Below, you're doubling down on the "monolith == 1 server" point. You should do a...

KronisLV · on July 21, 2022

> You should do a bit of research before you continue, the word doesn't mean what you think it means.

I'd suggest that the word means whatever the majority of people assume it means - that's also how we get the meaning of "agile" to be so inconsistent, depending on which companies/teams/people you talk to. Essentially, people who've only worked with projects that run as single instances might have a pretty different opinion on what a "monolith" is.

I've definitely met a lot of people who'd claim that a single application package across multiple servers is no longer a monolith. The reasoning would probably go along the lines of this: "If a monolith can live on multiple servers, what do you call an application that can only ever live on a single server, with a single instance being launched at the same time?"
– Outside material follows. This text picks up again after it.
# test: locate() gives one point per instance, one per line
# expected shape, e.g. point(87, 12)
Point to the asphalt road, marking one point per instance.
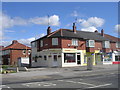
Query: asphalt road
point(103, 78)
So essentially, what would be the names best suited to describe:

  - a single codebase that can only run as a single instance
  - a single codebase that can be deployed with multiple concurrent instances

Personally, I think it might be worthwhile to also answer that, so we have a better idea of what to name things. Otherwise we end up with messes like people taking DDD too far and having a separate microservice per business entity, because they read into the "micro" part of microservices too much.

Oh, also, in regards to the definition of "monolith" that is centered around only how the code itself is deployed, personally I think that a modular monolith ("modulith"? heh) is a great architecture that doesn't get explored nearly enough! A single codebase that is easy to reason about, a single executable that is probably scalable but also simple to deploy however you need, with different parts of the functionality (think front end, different types of API, reporting functionality, file upload functionality etc.) being possible to enable/disable in each of the instances based on feature flags. Want everything on a single instance? Flip all of the flags to "on". Multiple instances? Configure whatever modules you want, where ever you need.

ajmurmann · on July 21, 2022

> "If a monolith can live on multiple servers, what do you call an application that can only ever live on a single server, with a single instance being launched at the same time?"

That exists? Are there examples of this, especially once where there is a good reason for this? I cannot even begin to list all the awful issues with this in my head.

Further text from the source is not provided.